Easier said than done when she walks deeper into the barn and her scent intensifies, wrapping around me like a lasso.

Every breath pulls her deeper into my lungs, and my body responds with increasing urgency. It's not just attraction—though Christ knows there's plenty of that.It's recognition at a cellular level, my Alpha instincts identifying compatible Omega and screaming to claim before another does.

Which is ridiculous.

River, Mavi, and Austin are my pack, my family. We share everything, including the responsibility of raising Luna. But the primitive part of my brain doesn't care about modern pack dynamics. It only knows that an unmated Omega who smells like heaven and home is standing in our territory, and I need to mark her before she disappears again.

"The tack room's through here," I manage, voice only slightly rougher than normal. "Austin reorganized the whole thing. Has a system for everything now."

"Let me guess," Willa says, a hint of smile playing at her lips. "Alphabetized and color-coded?"

"With laminated labels," River confirms, and her surprised laugh fills the barn like music.

That's when I notice the others watching me.

Austin has appeared with Luna, staying near the entrance but keeping sharp eyes on my every move.

Mavi lounges against a support beam with fake casualness, positioned where he can intercept if needed.

They know me too well, can see the control fraying with every passing moment.

The irony isn't lost on me. Months of waiting for William's granddaughter to arrive, preparing for every contingency except this—that I'd want her with an intensity that threatens everything careful we've built.

That her scent would bypass every wall and trigger instincts I thought I had mastered.

She explores the barn with increasing delight, exclaiming over the feed room's organization, the new automatic water system, the way we've honored her grandfather's design while modernizing for efficiency. Pride wars with desire as I follow her progress, maintaining a careful six-foot distance that does nothing to dilute her scent's effect.

"You've made it better than new," she says, turning in a slow circle to take it all in. "Grandpa would be so happy."

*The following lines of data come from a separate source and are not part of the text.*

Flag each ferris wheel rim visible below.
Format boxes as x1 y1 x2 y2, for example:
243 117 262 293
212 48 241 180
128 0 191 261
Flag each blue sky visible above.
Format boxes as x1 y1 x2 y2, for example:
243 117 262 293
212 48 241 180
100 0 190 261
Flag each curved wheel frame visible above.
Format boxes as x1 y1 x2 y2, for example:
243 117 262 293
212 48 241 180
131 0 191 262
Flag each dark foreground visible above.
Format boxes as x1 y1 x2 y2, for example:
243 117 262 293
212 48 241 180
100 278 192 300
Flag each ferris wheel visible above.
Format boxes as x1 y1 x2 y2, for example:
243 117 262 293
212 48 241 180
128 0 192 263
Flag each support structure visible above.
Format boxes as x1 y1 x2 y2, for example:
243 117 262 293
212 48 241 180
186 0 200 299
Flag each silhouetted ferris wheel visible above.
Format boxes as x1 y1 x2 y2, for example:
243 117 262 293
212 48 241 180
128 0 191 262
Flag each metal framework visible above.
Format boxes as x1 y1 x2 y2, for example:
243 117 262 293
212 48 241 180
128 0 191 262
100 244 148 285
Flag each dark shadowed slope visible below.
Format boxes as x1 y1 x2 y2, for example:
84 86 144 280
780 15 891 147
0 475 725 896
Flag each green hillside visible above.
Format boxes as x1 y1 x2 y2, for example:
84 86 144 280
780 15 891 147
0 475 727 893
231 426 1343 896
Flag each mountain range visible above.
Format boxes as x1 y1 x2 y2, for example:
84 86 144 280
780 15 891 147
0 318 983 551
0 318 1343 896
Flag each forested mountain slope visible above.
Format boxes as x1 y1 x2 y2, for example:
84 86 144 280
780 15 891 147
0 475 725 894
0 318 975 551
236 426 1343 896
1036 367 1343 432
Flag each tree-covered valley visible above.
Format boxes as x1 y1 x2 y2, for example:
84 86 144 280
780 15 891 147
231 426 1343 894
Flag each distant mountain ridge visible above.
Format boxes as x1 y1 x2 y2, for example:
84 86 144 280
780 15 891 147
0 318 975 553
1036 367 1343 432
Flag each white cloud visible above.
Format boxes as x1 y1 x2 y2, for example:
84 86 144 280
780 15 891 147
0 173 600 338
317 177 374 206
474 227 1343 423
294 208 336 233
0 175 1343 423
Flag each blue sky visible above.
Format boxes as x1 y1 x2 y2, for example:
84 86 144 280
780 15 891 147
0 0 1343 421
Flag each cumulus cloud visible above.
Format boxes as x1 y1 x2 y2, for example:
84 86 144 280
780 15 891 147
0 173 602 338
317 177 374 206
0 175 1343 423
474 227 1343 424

"That was the goal." The words come out steadier than I feel. "Preserve what mattered, improve what needed it. Same philosophy for the whole ranch."

She moves to the window overlooking the pastures, and the way the golden light silhouettes her figure tests every ounce of my control.

The curve of her hip, the line of her throat, the way she rises slightly on her toes to see better—every detail brands itself into my memory.

"Incoming," Mavi mutters, and I hear what he's noticed—Willa's breathing has changed, gotten shallower.

Her scent spikes with something sharp.

Anxiety. Fear.

The barn's enclosed space is triggering memories of other enclosed spaces, smoke and terror and?—

"Let's check the garden before we lose the light," I say, already moving toward the door. "Austin's irrigation system is something to see."

She follows gratefully, and I catch River's approving nod. This is why we work—four different strengths balancing each other. When one of us stumbles, the others compensate.

Even when that stumbling is me losing my fucking mind over a woman we've waited months to meet.

Outside, she breathes deeper, and I pretend not to notice the way her hand trembles slightly.

Just like I pretend not to notice how my own hands ache to steady her, how every protective instinct roars to life at her distress.

Professional distance,I remind myself.

She's William's granddaughter, our responsibility, and not my potential mate.

No matter how much my body argues otherwise.